RFdiffusion is not too fussed by what the AA type is — changing the sticky part to something alien like CYS does nothing to prevent the stickiness
RFdiffusion when cornered by an alien randomly indexed wall of tryptophans will make jumps through it or raise an error (np.linalg.svd did not converge)
Shearing the no-go zone helps sometimes but makes everything a pain and has the same issue as the above
Giving a hotspot twice or more should do nothing as it gets converted into a one-hot encoding —but I heard someone say this myth so wanted to debunk it although I have not bothered tested it

Looking at the source code, the hotspots work only with receptor-binder design modes (whatever they are called), otherwise receptor_con_ref_pdb_idx happens. However, the hotspots need to come from the non-designed receptor, so no hacks possible.

In terms of possibly tweaking the code, the hotspot_idx0s, end up in the t1d embedding (I am guessing it stands for tensor 1D). I think it's $\mathbf{T} \in {0,1}^{1 \times l \times 28}$ not $\mathbf{T} \in \mathbb{R}^{1 \times l \times 28}$ —I've not checked. The 23rd channel of this 3rd order tensor is the hotspot one-hot (cf https://github.com/RosettaCommons/RFdiffusion/blob/main/rfdiffusion/inference/model_runners.py#L422). This channel gets aggregated here by argmax: https://github.com/RosettaCommons/RFdiffusion/blob/main/rfdiffusion/inference/model_runners.py#L505C19-L505C60 If it's $\in \mathbb{R}$ then one could add a weight and the model training be damned —argmax returns the index after all 🙃

There is also a d_t1d scalar, which I have not figure out what it does but isn't a weight for t1d. I changed preprocess.d_t1d=40 argument of run_inference.py and it yelled at me, so I didn't look further.

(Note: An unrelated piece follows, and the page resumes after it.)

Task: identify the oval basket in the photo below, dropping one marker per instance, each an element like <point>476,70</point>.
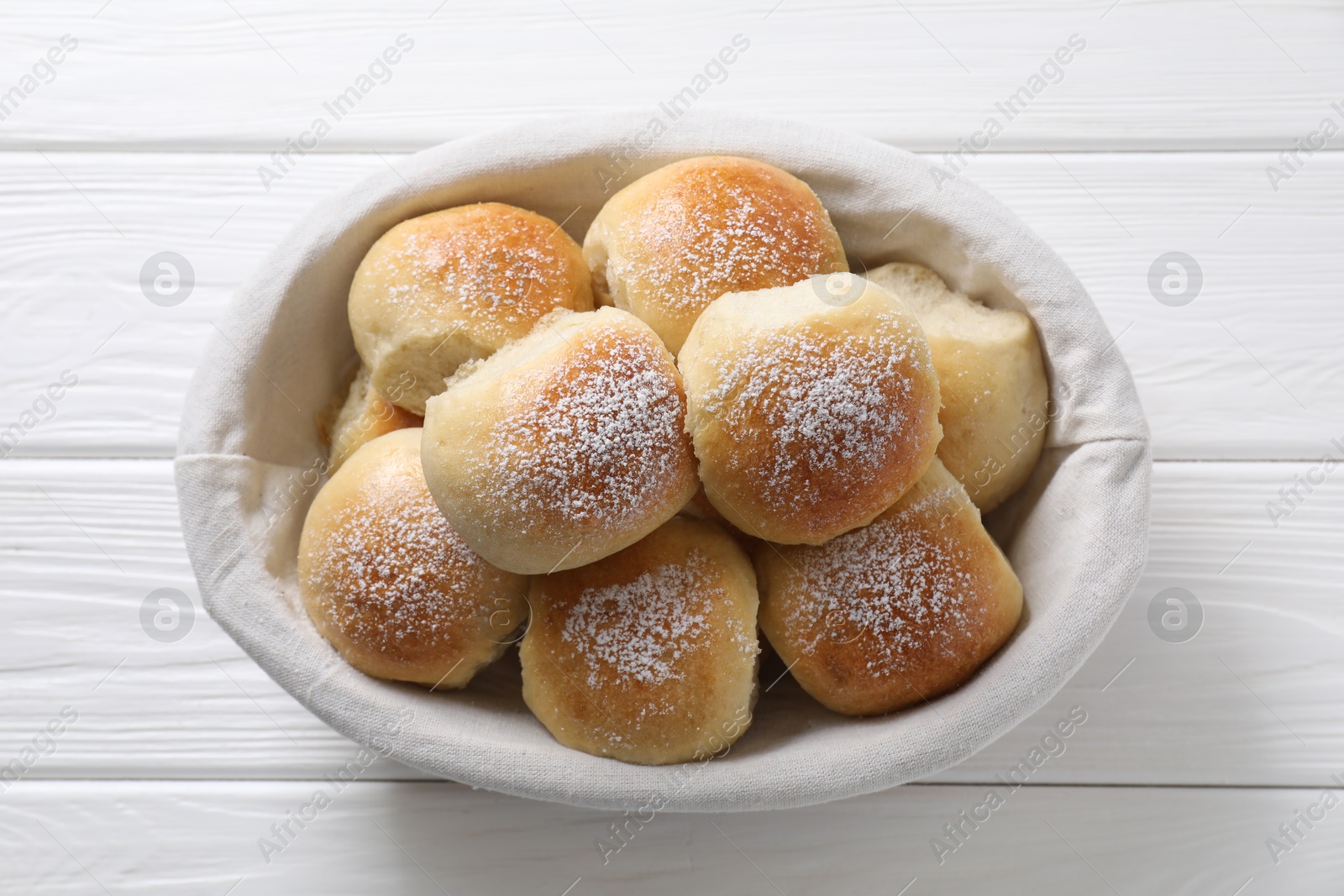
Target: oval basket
<point>250,459</point>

The guided potentials of the gradient don't touch this channel but are set up nicely, so theoretically one could write a loss-function–like thinggy to act like an AmbiguousConstraint (to use Rosetta terminology) where lowest distance in the adjacency plane in t2d between hotspot and design gets returned, but there'd be a world of hurt as it might be discontinuous... And would require a lot of effort. At that point, in for a penny, in for a pound, one could go all in an implement a cartesian no-go zone penalty (as the code to rototranslate and jump between xyz and t2d is there already) 🤷

Other Qs that ask re hotspots: #321 #224

Mar 12 '25 11:03 matteoferla